Multi-Cluster Replication Performance Tuning

Hi there,

I am trying to setup multi-cluster replication following the docs.
After enabling the cluster connections and upserting the namespace configuration for the namespace, replication starts, but in regular intervals I am seeing spikes in the eplication_tasks_lag and replication_latency. Does that mean that replication cannot keep up with the rare in which workflows/activities are created in the active cluster? If so, what are my main options?

In another post I found that history.ReplicationTaskFetcherAggregationInterval, history.ReplicatorTaskBatchSize and history.ReplicationTaskProcessorHostQPS are the main options to control the lag. Is this correct. I tried to go from 2 s to 500 ms for the aggregation interval and I doubled the host qps from 1500 to 3000. I did not notice a obvious improvement. Is it safe to increase these values more aggressively? Is there a risk that replication requests to the active cluster have impact and actual user requests?

Also, is there anything more needed for an initial replication of a given namespace. This post seems to imply that sleeping workflows or workflows waiting for signals won’t be directly replicated. I am a bit surprised by this, but at the same time there seems to be a ForceRepplicationWorkflow in the Temporal codebase. Do I need to execute this when starting the replication? If so, is there a tctl or temporal admin command for this or do I somehow start the workflow directly?
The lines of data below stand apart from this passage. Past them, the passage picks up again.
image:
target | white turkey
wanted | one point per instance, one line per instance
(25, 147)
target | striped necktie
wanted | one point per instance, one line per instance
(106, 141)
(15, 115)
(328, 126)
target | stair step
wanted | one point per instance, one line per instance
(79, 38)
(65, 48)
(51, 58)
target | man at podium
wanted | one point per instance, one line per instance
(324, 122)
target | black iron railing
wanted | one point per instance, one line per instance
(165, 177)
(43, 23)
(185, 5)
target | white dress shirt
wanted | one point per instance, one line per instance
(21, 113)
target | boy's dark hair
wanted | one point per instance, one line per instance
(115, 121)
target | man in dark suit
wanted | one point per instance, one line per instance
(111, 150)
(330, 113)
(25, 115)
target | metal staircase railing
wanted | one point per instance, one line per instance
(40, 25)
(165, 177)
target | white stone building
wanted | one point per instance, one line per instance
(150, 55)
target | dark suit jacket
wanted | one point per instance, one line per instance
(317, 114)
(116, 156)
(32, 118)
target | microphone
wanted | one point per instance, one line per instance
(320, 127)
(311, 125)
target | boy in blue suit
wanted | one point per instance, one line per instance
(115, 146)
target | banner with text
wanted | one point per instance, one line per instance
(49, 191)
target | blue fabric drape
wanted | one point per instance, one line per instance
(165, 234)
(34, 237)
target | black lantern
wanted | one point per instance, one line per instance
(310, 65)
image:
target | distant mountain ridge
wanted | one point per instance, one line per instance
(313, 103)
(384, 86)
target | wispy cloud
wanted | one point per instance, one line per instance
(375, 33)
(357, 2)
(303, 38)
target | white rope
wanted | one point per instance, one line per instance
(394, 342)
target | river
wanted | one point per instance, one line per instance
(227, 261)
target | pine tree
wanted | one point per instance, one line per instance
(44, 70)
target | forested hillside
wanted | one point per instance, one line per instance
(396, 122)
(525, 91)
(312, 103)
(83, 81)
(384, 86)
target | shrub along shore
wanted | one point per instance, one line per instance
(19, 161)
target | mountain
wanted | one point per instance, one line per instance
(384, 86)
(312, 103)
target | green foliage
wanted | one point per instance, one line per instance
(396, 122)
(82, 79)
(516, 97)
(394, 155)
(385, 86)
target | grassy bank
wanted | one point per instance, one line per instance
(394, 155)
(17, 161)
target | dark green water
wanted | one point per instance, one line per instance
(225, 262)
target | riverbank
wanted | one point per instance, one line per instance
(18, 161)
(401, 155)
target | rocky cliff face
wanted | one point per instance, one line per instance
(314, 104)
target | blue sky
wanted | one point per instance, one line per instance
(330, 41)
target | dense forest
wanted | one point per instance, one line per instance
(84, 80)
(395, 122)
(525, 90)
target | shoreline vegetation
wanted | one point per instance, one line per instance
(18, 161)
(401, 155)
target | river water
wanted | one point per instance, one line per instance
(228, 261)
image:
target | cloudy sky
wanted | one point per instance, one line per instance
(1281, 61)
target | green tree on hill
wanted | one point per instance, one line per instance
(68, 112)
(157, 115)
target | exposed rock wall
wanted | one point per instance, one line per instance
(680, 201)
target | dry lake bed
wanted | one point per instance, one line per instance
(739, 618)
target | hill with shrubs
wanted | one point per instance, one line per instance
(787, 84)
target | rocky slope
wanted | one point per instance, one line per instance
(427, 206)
Sorry, lots of questions, but I seem to be missing some pieces of the puzzle here. Thanks in advance for any help.

–Hardy

Turns out that one bottle neck was that the additional load on history persistence was exceeding the history.persistenceMaxQPS limit and also the underlying Cassandra database had troubles keeping up with the increased read load. Increasing the limit and scaling the database improves the situation.